En cualquier caso se hizo alusión al libro penúltimo del periodista -libro reflexivo-: ‘El libro de las despedidas’. Tono siempre que marida la ternura y la derrota. El dulce alejamiento de lo imprescindible. Destacamos a continuación algunas de las aseveraciones de Andrés Aberasturi en una entrevista que en efecto abrió su corazón en canal para no dejarse nada guardado en la recámara.

“El libro de las despedidas. No me voy. Ya me fui. Un libro de este tipo es más fácil escribirlos que explicarlos”.

“El arcén también tiene su belleza, no siempre hay que estar en la carrera. Sobre todo cuando compruebas que has hecho bastante”.

“Ya todo es previsible. A los sesenta y nueve años”.

“La vida no es objetivamente hermosa, pero la puedes vivir hermosamente”.

“Imagino que he tenido una vida hermosa. Sí, creo que sí. Depende de uno vivirla más o menos hermosamente”.

“Nunca he hecho algo que no me hubiese gustado hacer”.

“Poder sostenerme la mirada en el espejo es para mí algo importante. Hay que ser coherente consigo mismo. Con mis ideas y con lo que creo”.

“El éxito es una pompa de jabón. Confundir el salir en la tele con el éxito es una estupidez”.

“La verdad cuesta dinero. Dejas de ganar dinero”.

“Yo he tenido veranos en los que no me ha llamado nadie. Al ser polivalente siempre sacas unas colaboraciones”.

“Los fracasos enseñan lo que no hay que hacer. Tampoco mucho más”.

“En mi vida personal creo que he triunfado. O al menos que le he empatado al fracaso”.

“Es muy trascendente traer hijos al mundo. Es nuestra obra, la que da sentido a la vida. Yo soy la obra de mis padres y mis hijos la mía”.

“No me cabe la idea que me han vendido de Dios. No lo conozco. No me lo han presentado. Dios somos todos los que estamos aquí. Una armonía en nosotros. Más un olor a lluvia. Si Dios existe, tiene que ser buena gente”.

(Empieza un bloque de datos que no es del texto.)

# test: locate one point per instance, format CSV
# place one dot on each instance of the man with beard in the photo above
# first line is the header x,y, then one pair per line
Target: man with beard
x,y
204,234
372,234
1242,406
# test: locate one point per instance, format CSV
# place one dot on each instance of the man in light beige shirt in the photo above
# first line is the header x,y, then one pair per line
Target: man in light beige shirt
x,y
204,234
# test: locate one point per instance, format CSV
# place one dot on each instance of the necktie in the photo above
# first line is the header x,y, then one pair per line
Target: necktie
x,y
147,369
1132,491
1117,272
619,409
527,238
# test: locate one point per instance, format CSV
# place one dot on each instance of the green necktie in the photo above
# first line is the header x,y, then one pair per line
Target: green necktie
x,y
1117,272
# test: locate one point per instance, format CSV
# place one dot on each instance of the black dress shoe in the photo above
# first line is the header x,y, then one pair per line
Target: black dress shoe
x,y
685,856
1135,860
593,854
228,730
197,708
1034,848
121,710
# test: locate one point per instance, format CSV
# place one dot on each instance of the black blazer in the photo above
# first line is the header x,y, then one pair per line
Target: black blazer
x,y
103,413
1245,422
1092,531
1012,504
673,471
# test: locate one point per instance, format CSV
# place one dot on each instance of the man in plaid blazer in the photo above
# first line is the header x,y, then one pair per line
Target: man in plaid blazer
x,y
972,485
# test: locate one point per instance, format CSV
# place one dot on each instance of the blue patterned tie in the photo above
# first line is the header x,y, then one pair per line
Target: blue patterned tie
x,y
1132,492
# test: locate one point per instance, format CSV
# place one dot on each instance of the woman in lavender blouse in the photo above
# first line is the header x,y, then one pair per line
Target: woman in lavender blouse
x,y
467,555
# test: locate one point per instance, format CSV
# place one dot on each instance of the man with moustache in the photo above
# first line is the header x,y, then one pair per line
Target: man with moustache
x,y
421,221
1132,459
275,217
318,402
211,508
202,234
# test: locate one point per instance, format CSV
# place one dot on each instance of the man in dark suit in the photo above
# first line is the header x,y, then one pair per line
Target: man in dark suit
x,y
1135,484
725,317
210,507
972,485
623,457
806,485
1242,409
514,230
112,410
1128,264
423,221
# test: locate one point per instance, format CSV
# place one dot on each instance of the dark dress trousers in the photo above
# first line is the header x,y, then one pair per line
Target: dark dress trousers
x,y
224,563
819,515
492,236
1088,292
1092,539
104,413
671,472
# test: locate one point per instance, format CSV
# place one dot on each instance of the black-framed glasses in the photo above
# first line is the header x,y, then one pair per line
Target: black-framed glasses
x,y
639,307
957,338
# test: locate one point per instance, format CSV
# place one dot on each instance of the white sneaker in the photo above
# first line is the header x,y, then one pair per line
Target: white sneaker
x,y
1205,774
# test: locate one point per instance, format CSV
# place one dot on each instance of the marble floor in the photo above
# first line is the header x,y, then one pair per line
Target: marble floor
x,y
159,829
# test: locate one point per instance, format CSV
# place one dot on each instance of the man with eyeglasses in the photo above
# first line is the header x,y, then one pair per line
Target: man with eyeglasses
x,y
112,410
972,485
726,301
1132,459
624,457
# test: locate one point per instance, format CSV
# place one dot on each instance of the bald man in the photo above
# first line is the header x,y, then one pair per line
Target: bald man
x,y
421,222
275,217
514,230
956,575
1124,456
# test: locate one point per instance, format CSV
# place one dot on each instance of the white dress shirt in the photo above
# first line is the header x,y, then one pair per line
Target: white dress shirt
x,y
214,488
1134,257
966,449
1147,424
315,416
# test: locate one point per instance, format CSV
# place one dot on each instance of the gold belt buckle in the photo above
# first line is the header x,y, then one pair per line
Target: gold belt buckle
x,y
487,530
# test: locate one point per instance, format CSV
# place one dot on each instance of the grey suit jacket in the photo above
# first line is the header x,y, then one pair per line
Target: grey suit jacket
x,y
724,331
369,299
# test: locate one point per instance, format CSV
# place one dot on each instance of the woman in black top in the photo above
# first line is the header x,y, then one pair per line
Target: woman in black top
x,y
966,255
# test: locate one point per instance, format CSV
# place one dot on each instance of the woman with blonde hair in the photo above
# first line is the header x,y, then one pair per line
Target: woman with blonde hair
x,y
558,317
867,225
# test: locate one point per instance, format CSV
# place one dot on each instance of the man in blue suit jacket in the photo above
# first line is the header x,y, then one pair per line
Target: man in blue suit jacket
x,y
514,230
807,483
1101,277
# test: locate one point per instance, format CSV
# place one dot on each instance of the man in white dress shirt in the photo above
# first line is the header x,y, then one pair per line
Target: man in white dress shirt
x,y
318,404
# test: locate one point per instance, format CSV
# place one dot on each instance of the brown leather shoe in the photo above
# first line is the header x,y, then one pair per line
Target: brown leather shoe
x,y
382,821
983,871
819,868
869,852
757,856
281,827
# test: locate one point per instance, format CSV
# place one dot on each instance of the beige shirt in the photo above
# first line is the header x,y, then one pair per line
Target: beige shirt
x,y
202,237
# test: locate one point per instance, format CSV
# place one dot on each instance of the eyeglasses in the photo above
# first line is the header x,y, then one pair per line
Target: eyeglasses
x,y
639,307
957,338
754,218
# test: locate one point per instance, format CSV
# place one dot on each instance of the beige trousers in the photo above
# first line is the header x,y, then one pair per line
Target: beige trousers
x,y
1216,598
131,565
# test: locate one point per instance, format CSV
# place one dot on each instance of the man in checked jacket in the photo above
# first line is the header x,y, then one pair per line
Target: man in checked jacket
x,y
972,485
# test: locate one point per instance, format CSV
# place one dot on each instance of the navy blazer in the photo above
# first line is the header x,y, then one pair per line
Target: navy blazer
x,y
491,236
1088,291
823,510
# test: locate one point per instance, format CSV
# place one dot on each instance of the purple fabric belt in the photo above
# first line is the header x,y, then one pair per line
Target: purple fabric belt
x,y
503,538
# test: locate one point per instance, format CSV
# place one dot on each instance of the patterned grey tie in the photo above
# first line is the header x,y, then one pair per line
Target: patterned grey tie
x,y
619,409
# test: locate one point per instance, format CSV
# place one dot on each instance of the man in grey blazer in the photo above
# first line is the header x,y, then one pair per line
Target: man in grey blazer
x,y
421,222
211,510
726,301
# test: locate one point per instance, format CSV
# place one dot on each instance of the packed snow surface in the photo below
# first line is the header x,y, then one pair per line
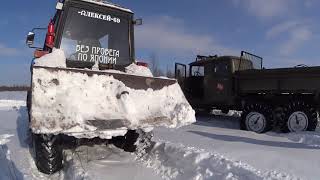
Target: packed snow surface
x,y
100,105
178,162
55,59
212,148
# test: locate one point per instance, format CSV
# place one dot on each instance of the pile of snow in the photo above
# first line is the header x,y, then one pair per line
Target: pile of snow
x,y
138,70
70,99
180,163
55,59
9,104
4,139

“Cris es mi vida, es una pasión. El amor. Una pasión inútil. Un montón de antibióticos. Unas caricias. Una confrontación de muchas cosas. No estoy agradecido a la vida por tener un hijo con parálisis cerebral. Me niego a esa posibilidad. No tengo a quién culpar. Es intolerable, no por mí, sino por él: por no tener libertad para elegir. Lo acepto. No se puede aprender mucho gracias a que otra persona sufra mucho. No puedo estar agradecido por tener un hijo con el que no me puedo comunicar. Cris no vive una vida: vive una estafa”.

“El problema de mi hijo es que no le vas a curar. Siempre va a estar atado a su silla, atado a su destino. Un destino que no ha elegido. Porque una vida sin libertad es una estafa de vida. No encuentro una razón para la existencia de mi hijo. La frontera de sus afectos parece que desaparece en dos minutos. Le amo porque es Dios, la inocencia en estado puro. Su angustia y mi miedo. Tienes que aceptar que el milagro no existe. Todo lo que yo opine es cosa mía. No estoy postulando nada”.

“Cuando yo me muera, Cris va a estar ajeno al duelo. Pero si Cris hubiese muerto, cómo hubiese llenado yo sus silencios. Si le pudiera decir una frase que entendiera sería: Te queremos mucho”.